Two powerful earthquakes shook the Pacific island nation of Vanuatu on Sunday, but police said a tsunami alert passed without incident. No injuries or damage were immediately reported.
Australia's Emergency Management Office had initially warned that the quakes, measuring magnitude 7.2 and 6.0, could generate a tsunami affecting Vanuatu's outlying islands, a police spokesman said.
"So far there is no ... tsunami reported from the southern part of Vanuatu," police deputy commissioner, Lieut. Col. Arthur Caulton told The Associated Press, adding that the time for a tsunami was "well over."
Earlier, emergency officials had moved coastal residents to higher ground.

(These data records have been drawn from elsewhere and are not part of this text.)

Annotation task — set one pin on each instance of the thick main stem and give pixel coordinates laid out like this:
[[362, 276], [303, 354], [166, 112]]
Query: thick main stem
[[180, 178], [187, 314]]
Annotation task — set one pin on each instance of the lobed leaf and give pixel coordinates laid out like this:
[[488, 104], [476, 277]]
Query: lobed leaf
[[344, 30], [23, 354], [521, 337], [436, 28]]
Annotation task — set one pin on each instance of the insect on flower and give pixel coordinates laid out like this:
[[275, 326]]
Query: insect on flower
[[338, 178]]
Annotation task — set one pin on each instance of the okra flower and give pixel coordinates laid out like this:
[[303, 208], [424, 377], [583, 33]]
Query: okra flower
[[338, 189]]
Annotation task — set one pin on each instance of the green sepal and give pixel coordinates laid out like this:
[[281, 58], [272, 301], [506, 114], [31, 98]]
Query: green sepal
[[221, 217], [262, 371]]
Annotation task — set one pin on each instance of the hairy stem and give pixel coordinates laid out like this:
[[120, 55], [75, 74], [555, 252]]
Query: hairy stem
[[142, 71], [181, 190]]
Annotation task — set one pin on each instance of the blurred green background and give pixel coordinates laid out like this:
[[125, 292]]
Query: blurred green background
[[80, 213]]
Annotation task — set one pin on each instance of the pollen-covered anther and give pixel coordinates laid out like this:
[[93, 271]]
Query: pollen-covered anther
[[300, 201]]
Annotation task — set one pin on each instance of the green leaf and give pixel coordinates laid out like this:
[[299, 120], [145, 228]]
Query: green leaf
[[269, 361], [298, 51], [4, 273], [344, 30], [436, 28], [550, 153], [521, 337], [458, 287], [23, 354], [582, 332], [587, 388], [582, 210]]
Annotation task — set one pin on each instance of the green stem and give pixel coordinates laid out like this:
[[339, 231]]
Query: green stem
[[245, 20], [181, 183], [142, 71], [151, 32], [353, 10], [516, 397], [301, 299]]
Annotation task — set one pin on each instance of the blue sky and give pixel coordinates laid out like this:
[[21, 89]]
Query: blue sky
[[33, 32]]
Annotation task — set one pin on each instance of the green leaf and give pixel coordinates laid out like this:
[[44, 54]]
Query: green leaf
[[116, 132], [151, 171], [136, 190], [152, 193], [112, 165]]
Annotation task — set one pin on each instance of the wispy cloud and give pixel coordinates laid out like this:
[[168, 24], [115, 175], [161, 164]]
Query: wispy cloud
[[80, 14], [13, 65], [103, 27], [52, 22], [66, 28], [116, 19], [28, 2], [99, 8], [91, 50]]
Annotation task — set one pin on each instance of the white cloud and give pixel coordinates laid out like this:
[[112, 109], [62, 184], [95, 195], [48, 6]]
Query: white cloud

"There are no reports of injury or damage" from the quakes, felt throughout Vanuatu's southern islands, Caulton said.
The larger earthquake struck at 11:40 a.m. (0040 GMT) and was followed 28 minutes later by the second, the AP reports.
"We experienced a little bit of movement (in the capital, Port Vila), but not as destructive as might be expected," police captain Arnold Giro said earlier.
The stronger quake was centered 335 kilometers (210 miles) southeast of Port Vila, but only 115 kilometers (75 miles) south of the small volcanic island of Tanna. It was 7.5 kilometers (4.7 miles) beneath the earth surface.
The smaller quake's epicenter was 355 kilometers (220 miles) southeast of Port Vila and 140 kilometers (85 miles) south of Tanna, according to the U.S. Geological Survey. It was centered 11 kilometers (6.9 miles) below the surface.
Caulton said the police operations center and the nation's Disaster Management Office would remain on full alert for the next 12-18 hours.